Article ID: | iaor20013696 |
Country: | Germany |
Volume: | 22 |
Issue: | 4 |
Start Page Number: | 525 |
End Page Number: | 543 |
Publication Date: | Jan 2000 |
Journal: | OR Spektrum |
Authors: | Bamberg G., Wagner N. |
Approximate equity index replication, based on a linear regression setting, is critically reviewed. It is shown that tracking a performance index like the German DAX necessarily leads to violations of basic assumptions of the classical regression model. Violations occur even if the model is formulated in terms of stock price levels. When the model is based on discretely or continuously compounded returns the situation is more critical. Due to these violations, the optimality properties of the regression estimators are generally weak.
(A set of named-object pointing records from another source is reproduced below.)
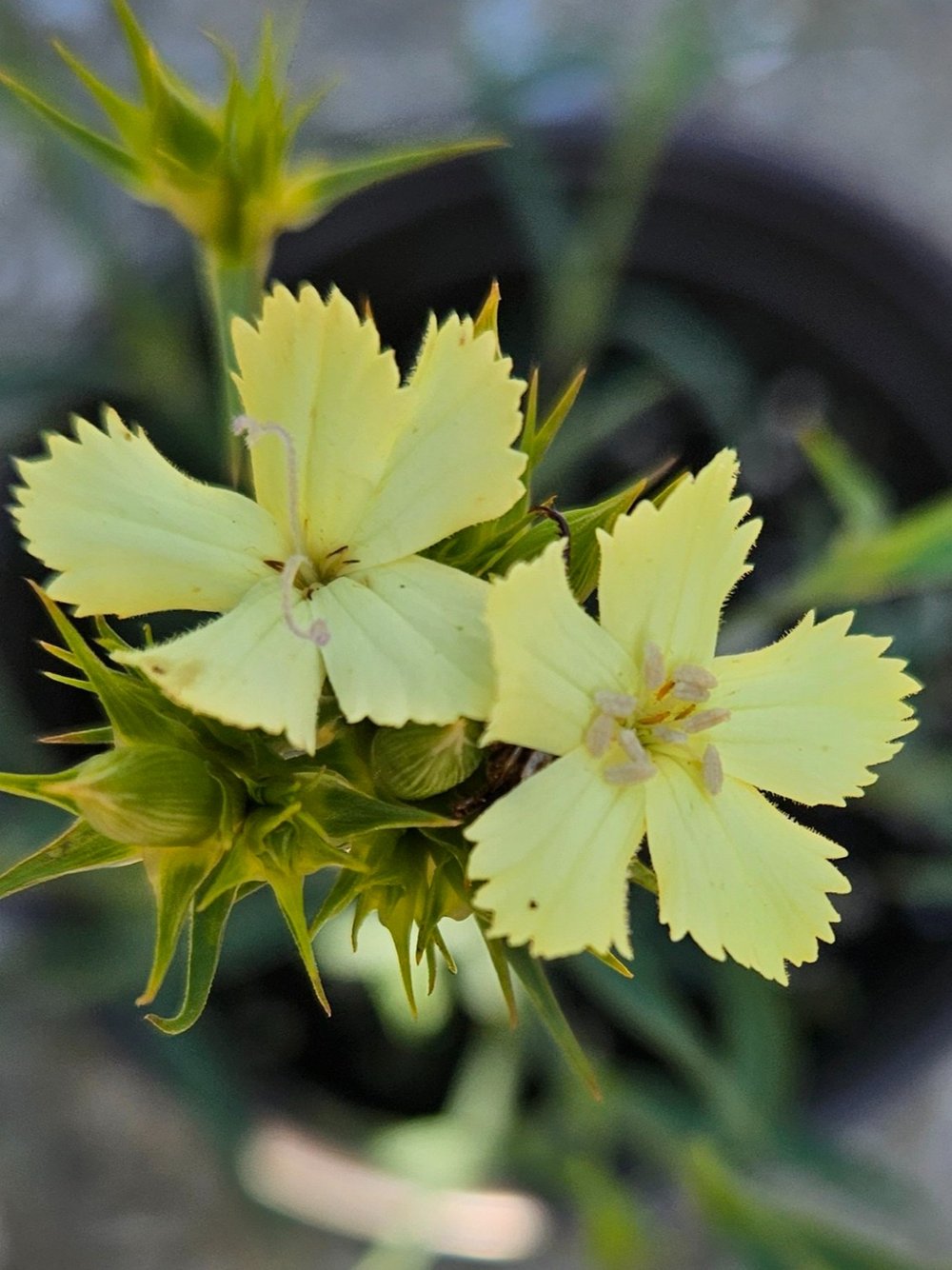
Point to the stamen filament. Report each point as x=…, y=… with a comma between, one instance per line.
x=619, y=705
x=653, y=667
x=318, y=631
x=251, y=430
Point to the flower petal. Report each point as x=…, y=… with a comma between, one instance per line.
x=811, y=713
x=666, y=570
x=248, y=668
x=737, y=874
x=550, y=658
x=129, y=533
x=452, y=464
x=556, y=854
x=407, y=641
x=315, y=369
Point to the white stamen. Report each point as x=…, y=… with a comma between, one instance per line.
x=704, y=719
x=712, y=771
x=631, y=745
x=653, y=668
x=253, y=432
x=687, y=691
x=630, y=774
x=600, y=736
x=619, y=705
x=318, y=631
x=689, y=673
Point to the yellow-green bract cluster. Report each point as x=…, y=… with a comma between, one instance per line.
x=224, y=169
x=390, y=589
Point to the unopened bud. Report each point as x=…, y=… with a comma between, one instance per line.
x=422, y=760
x=150, y=797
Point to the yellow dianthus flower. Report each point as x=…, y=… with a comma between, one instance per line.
x=659, y=737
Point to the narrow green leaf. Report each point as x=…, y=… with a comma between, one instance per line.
x=125, y=116
x=135, y=709
x=82, y=737
x=205, y=940
x=539, y=989
x=78, y=850
x=548, y=429
x=585, y=522
x=338, y=181
x=857, y=493
x=99, y=150
x=143, y=53
x=175, y=874
x=343, y=812
x=289, y=893
x=41, y=787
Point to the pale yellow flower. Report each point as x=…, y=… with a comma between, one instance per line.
x=319, y=574
x=659, y=737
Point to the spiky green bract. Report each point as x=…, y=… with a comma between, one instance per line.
x=224, y=169
x=527, y=528
x=213, y=813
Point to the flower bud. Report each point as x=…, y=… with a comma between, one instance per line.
x=150, y=797
x=422, y=760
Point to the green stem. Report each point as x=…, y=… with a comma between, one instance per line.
x=231, y=289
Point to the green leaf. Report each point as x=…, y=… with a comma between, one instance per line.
x=539, y=989
x=857, y=493
x=82, y=737
x=78, y=850
x=342, y=812
x=125, y=116
x=912, y=554
x=102, y=151
x=175, y=874
x=289, y=893
x=205, y=940
x=585, y=522
x=341, y=179
x=136, y=710
x=544, y=434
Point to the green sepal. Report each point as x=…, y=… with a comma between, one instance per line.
x=175, y=875
x=337, y=181
x=41, y=787
x=124, y=114
x=342, y=812
x=122, y=167
x=585, y=524
x=136, y=710
x=419, y=760
x=497, y=950
x=78, y=850
x=205, y=940
x=539, y=989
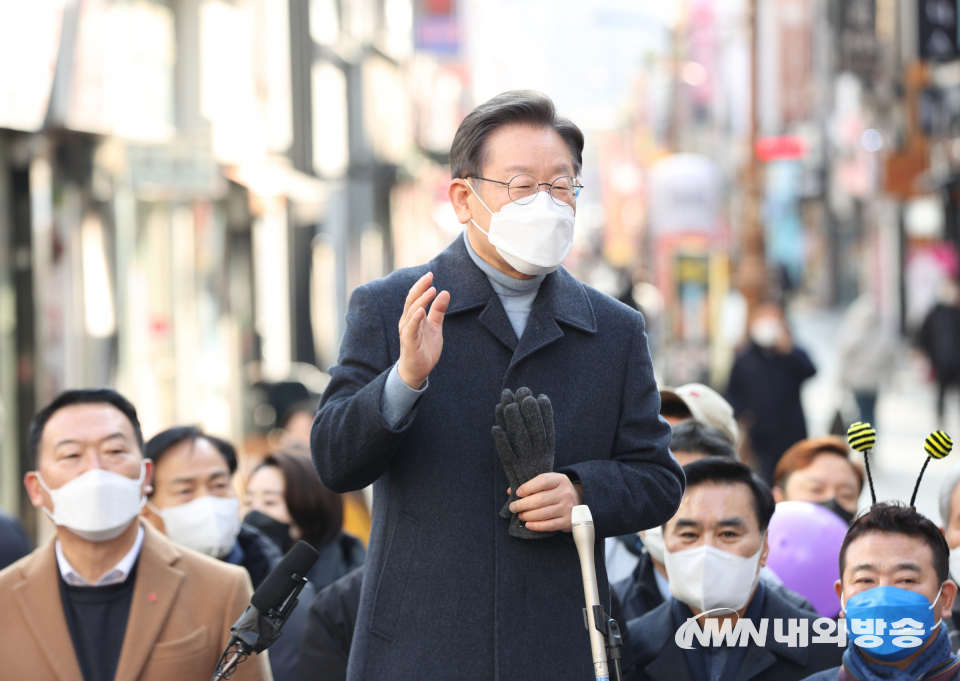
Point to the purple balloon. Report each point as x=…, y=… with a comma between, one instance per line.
x=805, y=544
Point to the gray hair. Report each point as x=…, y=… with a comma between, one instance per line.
x=946, y=492
x=468, y=153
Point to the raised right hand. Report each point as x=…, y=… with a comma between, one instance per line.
x=421, y=332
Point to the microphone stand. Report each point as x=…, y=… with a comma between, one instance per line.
x=254, y=632
x=605, y=638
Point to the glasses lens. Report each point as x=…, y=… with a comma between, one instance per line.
x=522, y=189
x=564, y=190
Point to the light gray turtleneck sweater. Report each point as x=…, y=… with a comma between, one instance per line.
x=516, y=295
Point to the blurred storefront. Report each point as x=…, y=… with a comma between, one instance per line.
x=189, y=190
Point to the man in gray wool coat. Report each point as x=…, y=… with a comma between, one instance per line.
x=453, y=589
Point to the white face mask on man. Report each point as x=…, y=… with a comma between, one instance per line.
x=707, y=578
x=208, y=524
x=97, y=505
x=534, y=237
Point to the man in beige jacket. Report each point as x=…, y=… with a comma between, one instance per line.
x=110, y=598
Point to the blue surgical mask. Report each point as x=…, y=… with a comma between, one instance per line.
x=888, y=623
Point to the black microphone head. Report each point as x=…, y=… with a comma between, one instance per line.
x=279, y=583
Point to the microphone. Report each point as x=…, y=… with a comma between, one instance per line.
x=583, y=536
x=271, y=604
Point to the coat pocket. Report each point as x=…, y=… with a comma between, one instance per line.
x=392, y=586
x=186, y=646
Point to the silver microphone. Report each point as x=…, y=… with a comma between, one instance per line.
x=583, y=536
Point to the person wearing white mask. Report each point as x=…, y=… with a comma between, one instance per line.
x=470, y=544
x=713, y=549
x=109, y=598
x=194, y=502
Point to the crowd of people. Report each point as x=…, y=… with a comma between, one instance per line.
x=708, y=506
x=155, y=556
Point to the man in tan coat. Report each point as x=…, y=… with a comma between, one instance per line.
x=110, y=598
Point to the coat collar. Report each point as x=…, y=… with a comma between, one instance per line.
x=38, y=596
x=561, y=299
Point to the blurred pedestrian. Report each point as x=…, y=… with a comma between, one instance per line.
x=714, y=548
x=637, y=575
x=288, y=503
x=194, y=502
x=700, y=403
x=867, y=353
x=764, y=388
x=691, y=440
x=110, y=598
x=940, y=341
x=13, y=540
x=819, y=470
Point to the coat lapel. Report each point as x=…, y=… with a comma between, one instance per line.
x=158, y=582
x=561, y=298
x=38, y=597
In the time series context, outliers in financial time series may additionally affect the standard least squares estimator. Despite these critical points, it is argued that regression techniques may still provide a useful tool for index replication. With respect to outliers, robust estimators can potentially provide an alternative to least squares. Hence, apart from least squares, a non-redescending and a redescending robust estimator is fitted. The empirical results for the DAX are obtained with a subset portfolio containing the most heavily weighted index members. Compared to a naive weighting scheme, the results document that least squares estimation highly improves out-of-sample replication performance. Typically, the use of robust estimators does not show replication improvements. However, when substantial market movements are present in the sample, superior replication can be obtained.